Ernst Polaczek wurde 1870 in Reichenberg (heute Liberec/Tschechien) geboren und studierte ab 1893 in Straßburg Kunstgeschichte. Es folgte eine universitäre Laufbahn: Nach dem Abschluss der Promotion blieb er als Assistent an der Universität Straßburg, wo er sich 1899 habilitierte. Acht Jahre später übernahm Ernst Polaczek zudem die Leitung des Städtischen Kunstgewerbemuseums in Straßburg. Kurz vor dem Ersten Weltkrieg wurde er zum Honorarprofessor der Universität Straßburg sowie zum Direktor des Straßburger Museums der schönen Künste ernannt. Nach Kriegsende wurde Ernst Polaczek wie alle reichsdeutschen Beamten aus dem nun wieder französischen Elsass ausgewiesen. Er lebte fortan mit seiner Ehefrau Friederike Polaczek in München, bis ihm 1928 die Stelle des Direktors der Oberlausitzer Gedenkhalle und des dazugehörenden Kaiser-Friedrich-Museums in Görlitz angeboten wurde. Fünf Jahre konnte er dort wirken, bis er 1933 aufgrund der antisemitischen Gesetzgebung der Nationalsozialisten Berufsverbot erhielt: Wegen seiner jüdischen Herkunft wurde er in den vorzeitigen Ruhestand versetzt.

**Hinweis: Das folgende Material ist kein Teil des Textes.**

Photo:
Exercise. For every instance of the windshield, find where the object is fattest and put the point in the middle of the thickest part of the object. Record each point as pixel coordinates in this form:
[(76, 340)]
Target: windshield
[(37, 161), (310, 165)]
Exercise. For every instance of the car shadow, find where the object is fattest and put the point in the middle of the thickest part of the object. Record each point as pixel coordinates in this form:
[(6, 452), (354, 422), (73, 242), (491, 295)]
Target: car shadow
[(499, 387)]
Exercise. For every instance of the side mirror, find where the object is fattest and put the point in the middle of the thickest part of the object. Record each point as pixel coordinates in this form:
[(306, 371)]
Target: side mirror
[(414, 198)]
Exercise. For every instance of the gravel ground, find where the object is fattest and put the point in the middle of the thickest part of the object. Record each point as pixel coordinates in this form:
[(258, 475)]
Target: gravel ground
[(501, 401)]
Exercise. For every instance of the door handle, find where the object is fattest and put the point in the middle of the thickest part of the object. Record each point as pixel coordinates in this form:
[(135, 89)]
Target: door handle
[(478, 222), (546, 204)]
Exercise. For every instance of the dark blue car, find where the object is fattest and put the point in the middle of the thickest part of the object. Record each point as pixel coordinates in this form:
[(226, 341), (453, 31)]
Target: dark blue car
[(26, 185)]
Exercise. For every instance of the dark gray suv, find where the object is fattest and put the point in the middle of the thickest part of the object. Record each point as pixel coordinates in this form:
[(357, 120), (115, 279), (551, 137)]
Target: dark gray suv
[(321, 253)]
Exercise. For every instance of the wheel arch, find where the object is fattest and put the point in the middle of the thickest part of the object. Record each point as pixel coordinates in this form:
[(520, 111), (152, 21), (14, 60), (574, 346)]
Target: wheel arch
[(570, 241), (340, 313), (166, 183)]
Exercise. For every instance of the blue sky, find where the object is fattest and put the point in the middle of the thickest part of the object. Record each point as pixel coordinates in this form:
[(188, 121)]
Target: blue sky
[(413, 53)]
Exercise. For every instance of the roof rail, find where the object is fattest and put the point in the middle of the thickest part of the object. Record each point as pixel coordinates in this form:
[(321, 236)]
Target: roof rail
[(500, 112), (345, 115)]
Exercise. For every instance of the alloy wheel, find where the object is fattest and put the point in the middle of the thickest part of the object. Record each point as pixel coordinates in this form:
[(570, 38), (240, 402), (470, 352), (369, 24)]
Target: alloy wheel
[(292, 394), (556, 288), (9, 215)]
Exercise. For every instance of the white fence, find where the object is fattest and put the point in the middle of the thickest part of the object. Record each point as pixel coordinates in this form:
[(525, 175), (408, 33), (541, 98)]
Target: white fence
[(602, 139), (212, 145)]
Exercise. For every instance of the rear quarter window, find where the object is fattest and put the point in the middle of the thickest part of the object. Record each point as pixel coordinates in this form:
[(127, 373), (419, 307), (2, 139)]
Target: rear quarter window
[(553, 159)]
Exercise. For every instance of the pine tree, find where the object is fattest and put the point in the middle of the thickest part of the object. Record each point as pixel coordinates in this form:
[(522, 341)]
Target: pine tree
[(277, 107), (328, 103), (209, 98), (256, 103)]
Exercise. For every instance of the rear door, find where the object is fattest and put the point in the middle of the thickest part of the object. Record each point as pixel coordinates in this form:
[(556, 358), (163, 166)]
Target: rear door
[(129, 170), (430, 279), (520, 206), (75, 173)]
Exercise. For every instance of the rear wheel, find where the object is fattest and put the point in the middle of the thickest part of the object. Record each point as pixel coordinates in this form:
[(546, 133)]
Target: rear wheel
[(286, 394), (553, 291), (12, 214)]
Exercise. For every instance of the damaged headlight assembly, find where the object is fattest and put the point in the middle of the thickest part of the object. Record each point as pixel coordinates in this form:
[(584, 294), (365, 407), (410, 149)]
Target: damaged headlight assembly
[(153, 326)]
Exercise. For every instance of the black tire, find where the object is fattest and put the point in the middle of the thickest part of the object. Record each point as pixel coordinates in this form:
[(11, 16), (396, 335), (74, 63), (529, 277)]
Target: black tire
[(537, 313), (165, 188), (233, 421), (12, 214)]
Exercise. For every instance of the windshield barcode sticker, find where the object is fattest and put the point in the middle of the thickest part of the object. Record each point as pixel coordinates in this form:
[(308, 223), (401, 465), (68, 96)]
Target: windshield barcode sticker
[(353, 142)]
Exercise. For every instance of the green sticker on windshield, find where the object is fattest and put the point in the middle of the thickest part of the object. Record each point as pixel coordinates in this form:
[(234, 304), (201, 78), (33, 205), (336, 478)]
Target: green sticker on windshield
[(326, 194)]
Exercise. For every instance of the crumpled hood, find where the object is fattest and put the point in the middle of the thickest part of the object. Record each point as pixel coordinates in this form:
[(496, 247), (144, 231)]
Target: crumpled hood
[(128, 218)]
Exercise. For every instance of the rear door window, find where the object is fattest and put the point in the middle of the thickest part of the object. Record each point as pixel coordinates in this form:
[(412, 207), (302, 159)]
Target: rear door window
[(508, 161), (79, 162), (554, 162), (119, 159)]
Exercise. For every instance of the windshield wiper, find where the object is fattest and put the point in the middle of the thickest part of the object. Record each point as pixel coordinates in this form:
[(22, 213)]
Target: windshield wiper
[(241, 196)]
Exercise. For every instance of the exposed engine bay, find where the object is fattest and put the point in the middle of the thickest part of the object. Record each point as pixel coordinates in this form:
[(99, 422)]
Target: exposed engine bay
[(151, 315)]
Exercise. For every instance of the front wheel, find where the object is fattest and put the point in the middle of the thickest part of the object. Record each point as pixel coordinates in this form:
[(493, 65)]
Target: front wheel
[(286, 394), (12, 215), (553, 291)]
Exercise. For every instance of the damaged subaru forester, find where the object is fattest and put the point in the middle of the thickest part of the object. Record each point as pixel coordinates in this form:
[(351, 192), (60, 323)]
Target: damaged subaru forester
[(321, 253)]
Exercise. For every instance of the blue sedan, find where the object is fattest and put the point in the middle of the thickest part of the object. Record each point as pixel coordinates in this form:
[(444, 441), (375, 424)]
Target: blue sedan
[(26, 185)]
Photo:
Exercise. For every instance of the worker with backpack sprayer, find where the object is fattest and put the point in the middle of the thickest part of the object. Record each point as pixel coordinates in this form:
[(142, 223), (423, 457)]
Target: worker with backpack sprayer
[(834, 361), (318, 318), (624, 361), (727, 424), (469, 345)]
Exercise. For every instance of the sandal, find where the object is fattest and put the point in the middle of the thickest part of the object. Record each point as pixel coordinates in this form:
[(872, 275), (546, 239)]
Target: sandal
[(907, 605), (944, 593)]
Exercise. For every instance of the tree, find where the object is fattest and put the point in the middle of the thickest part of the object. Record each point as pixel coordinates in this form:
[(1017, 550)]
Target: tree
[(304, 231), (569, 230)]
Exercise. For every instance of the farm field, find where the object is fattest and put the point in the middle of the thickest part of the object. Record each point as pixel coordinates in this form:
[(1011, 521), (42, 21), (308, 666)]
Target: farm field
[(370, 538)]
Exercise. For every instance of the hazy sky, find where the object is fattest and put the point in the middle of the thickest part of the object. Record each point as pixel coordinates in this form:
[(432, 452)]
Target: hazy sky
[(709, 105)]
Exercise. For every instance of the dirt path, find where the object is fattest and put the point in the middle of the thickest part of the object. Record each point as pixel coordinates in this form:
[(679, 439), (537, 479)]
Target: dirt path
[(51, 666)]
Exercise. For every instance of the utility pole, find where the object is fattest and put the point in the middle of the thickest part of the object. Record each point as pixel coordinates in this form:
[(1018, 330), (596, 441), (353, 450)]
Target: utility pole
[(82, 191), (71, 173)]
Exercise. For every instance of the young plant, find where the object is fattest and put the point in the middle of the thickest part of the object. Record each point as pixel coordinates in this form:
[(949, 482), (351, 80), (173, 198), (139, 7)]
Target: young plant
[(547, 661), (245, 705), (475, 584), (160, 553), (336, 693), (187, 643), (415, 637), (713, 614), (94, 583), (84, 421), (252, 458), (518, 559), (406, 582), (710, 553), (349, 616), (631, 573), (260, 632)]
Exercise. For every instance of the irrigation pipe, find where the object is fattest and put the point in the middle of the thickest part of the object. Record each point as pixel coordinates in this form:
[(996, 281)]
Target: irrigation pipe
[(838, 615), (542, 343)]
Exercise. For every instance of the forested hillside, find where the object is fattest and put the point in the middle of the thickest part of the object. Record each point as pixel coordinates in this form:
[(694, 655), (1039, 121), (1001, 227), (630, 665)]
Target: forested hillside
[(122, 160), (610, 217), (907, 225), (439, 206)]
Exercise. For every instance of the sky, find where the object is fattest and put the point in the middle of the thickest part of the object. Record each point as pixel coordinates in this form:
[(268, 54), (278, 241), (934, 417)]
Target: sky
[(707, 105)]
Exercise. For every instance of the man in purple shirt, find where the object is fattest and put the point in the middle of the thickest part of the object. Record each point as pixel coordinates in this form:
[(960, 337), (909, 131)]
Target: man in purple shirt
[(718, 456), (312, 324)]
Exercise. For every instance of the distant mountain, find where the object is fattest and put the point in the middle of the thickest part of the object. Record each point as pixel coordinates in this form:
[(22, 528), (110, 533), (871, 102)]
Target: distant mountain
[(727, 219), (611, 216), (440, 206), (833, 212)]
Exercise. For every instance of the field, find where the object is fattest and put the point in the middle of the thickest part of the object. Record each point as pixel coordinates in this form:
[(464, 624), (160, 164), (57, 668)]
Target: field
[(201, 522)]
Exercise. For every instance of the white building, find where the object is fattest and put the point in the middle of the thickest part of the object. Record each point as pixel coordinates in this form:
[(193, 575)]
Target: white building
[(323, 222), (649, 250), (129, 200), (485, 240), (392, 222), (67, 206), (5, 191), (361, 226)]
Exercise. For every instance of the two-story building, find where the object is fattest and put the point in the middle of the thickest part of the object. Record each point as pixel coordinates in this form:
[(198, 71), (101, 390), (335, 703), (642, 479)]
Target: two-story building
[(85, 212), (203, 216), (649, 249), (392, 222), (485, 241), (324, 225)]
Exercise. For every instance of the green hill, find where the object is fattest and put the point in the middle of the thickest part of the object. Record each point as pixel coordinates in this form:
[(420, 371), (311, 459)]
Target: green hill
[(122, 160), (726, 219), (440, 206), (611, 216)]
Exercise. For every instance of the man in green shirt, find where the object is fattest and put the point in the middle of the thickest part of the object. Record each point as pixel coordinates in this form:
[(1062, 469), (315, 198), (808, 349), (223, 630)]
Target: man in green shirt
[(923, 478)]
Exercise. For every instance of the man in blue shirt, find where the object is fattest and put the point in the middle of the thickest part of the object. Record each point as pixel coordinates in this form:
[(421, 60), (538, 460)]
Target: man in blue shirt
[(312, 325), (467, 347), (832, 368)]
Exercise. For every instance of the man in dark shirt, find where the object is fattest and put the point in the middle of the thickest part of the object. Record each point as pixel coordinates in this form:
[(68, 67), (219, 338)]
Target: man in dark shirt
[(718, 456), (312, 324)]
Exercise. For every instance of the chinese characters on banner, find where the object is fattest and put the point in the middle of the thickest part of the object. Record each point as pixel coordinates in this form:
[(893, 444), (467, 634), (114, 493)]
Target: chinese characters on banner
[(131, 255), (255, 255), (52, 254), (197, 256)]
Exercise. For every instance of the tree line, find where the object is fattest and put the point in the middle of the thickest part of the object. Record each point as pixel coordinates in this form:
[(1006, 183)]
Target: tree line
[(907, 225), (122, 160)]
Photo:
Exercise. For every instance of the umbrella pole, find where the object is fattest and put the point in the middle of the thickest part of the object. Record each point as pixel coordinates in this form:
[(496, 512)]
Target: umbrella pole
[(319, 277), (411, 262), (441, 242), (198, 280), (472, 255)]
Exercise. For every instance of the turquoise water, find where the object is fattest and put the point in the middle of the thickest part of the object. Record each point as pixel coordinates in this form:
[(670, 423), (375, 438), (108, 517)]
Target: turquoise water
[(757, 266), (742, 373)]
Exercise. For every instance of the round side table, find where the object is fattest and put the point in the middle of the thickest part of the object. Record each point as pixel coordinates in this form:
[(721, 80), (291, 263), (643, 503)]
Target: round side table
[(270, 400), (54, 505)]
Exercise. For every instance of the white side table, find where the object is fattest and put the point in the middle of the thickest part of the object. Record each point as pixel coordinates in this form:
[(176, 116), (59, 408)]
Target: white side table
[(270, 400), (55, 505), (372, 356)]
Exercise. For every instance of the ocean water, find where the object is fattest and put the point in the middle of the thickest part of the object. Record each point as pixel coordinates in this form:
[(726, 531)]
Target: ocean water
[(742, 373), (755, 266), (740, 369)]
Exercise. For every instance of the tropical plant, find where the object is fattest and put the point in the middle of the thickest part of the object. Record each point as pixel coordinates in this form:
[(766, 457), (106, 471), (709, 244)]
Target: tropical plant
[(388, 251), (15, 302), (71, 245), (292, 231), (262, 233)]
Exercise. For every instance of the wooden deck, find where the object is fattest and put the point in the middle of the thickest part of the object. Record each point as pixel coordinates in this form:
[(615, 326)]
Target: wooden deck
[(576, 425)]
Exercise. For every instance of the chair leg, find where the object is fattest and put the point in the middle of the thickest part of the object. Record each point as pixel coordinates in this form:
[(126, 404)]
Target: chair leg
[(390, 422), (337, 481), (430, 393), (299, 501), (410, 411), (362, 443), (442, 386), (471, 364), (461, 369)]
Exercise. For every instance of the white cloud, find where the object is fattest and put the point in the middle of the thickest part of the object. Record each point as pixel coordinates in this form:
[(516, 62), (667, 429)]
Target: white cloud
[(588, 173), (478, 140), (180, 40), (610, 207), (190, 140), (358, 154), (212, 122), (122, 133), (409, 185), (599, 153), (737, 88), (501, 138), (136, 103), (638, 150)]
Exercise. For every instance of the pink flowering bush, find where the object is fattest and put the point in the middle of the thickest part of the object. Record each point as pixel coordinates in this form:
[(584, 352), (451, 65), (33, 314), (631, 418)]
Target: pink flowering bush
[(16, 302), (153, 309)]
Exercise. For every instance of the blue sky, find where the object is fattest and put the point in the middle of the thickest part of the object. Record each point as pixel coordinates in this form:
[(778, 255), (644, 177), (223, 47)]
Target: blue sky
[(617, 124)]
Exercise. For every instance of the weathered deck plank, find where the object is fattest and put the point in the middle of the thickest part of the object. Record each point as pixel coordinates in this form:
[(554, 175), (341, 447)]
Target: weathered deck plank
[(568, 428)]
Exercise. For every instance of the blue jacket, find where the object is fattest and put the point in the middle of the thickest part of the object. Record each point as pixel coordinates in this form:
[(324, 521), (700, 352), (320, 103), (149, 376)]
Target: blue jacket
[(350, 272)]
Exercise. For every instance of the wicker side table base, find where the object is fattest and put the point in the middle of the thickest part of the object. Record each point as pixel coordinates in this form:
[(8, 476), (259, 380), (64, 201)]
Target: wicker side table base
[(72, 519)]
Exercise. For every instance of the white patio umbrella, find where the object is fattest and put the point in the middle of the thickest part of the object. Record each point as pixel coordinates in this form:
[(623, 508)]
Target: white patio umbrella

Ernst und Friederike Polaczek zogen daraufhin nach Freiburg im Breisgau. Sehr wahrscheinlich musste Ernst Polaczek in dieser Zeit Teile seiner privaten Kunstsammlung verkaufen, um den Lebensunterhalt für sich und seine Frau bestreiten zu können. Aus seiner Korrespondenz mit dem Freiburger Finanzamt wird zudem ersichtlich, dass er die Emigration aus Deutschland plante: Er verpfändete Wertpapiere, um die sogenannte Reichsfluchtsteuer zahlen zu können.
Im Januar 1939 starb Ernst Polaczek in Freiburg. Seine Witwe war Alleinerbin der Kunstsammlung, zu der unter anderem herausragende Keramiken, sogenannte Fayencen, gehörten. Verschiedene Museen drängten Friederike Polaczek zum Verkauf ihrer wertvollen Keramiksammlung, dem sie schließlich zustimmte. Wie fast alle Juden, die in Baden lebten, wurde auch Friederike Polaczek im Oktober 1940 nach Frankreich deportiert und von den französischen Behörden anschließend im Lager Gurs interniert. Es gelang ihr, aus dem Lager zu entkommen und sich bis 1942 in Grenoble zu verstecken. Hier wurde sie bei einer Razzia entdeckt, in das Vernichtungslager Auschwitz deportiert und dort ermordet.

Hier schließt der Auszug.